Networking is all about building rapport, connections and eventually relationships with people. It’s difficult to do this if you keep to yourself. Muster some courage to approach people and introduce yourself. It all starts there. Remember to ask questions, listen, maintain eye contact and smile.

Attend networking events

Do some research and try to attend an event happening while you are visiting. Don’t forget to carry your business cards along and be free to tell your story. Brief conversations could lead to further introductions.

Organise your agenda

After the introductions, plan to meet with as many people as you can. It’s easier to meet all the people you were introduced to before the trip on the first day, and leave the rest of the days for further introductions or others you might meet.

Be openly curious

Have you ever made a comment out loud about something and then had others start a conversation because of what you said? This also helps when networking. Openly expressing your curiosity may spark up the conversation you need.
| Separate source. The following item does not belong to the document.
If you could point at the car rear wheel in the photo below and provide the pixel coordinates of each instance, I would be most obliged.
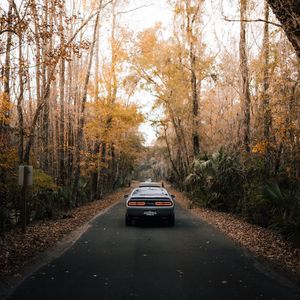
(171, 220)
(127, 220)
Men meeting. Photo: Pexels

Share your moments

Networking is not limited to events or connections. You can strike up a conversation or look for opportunities to talk to new people. Visiting new places gives you a chance to encounter special moments, and you don’t have to do that alone. You never know; those small conversations could turn into business opportunities or relationships you will cherish forever.

Follow up

Note down necessary information about your contacts — like their organisation, what they do and things they like — that you can use to remember the conversations you had. Remember to follow up with them after if you want to continue building the relationship.